By Jerrick Robbins
When I lived at home, my dad often enlisted my help on certain household projects. My mom called it his “Honey do“ list, although it wasn’t really a list. She would simply call out, “Honey, do this” or “Honey, do that.” My dad would echo Wesley from The Princess Bride and say, “As you wish” to his Princess Buttercup. He was her farm boy and her worker bee.
I’m slightly terrified of bees, but I’ve also come to respect those little black and yellow creatures. I learned that bees converse through a sort of dance. They zig and zag communicating to the other hive members the location of a particular flower-filled meadow. On average, a hive of bees will fly over 48,000 miles to accumulate enough pollen for just one quart of honey. That’s a lot of work!

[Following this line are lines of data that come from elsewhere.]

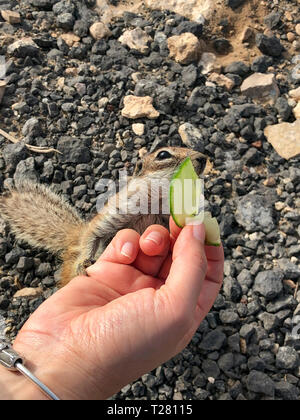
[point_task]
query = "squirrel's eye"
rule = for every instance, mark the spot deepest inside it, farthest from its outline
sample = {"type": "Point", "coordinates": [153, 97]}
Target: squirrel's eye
{"type": "Point", "coordinates": [163, 155]}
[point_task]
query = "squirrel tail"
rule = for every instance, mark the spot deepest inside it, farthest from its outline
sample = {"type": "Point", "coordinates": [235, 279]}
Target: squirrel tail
{"type": "Point", "coordinates": [40, 217]}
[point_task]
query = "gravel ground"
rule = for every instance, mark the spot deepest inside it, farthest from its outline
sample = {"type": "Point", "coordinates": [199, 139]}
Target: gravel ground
{"type": "Point", "coordinates": [70, 98]}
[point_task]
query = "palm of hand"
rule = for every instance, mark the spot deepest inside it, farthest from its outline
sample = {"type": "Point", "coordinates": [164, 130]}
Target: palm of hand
{"type": "Point", "coordinates": [127, 317]}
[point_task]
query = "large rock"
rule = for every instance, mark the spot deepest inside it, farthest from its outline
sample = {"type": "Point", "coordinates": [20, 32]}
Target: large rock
{"type": "Point", "coordinates": [285, 138]}
{"type": "Point", "coordinates": [139, 107]}
{"type": "Point", "coordinates": [136, 39]}
{"type": "Point", "coordinates": [261, 88]}
{"type": "Point", "coordinates": [255, 213]}
{"type": "Point", "coordinates": [185, 48]}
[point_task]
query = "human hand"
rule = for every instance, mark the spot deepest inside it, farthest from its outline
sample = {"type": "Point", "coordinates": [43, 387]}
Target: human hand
{"type": "Point", "coordinates": [141, 304]}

Looking back at those Saturdays spent working on the list with my dad, I remember the feeling of accomplishment I had when we would finish a project. I imagine that honeybees don’t have that same feeling at the end but during the journey. For them, collecting honey is a continuous process. Collecting honey never stops.
Those days of helping my dad on his “Honey do” list are past, but I’m getting closer to having my own Princess give me “Honey do” lists someday. I’ve decided there’s a reason why so many couples call each other “honey.” Now maybe it’s because many people think it’s cute, but I believe there’s a deeper reason. Think of all the time and hard work a hive of bees accomplishes just for one quart of honey. Now think of all the time and hard work required to nurture a relationship. There’s a correlation there, and it’s not coincidental.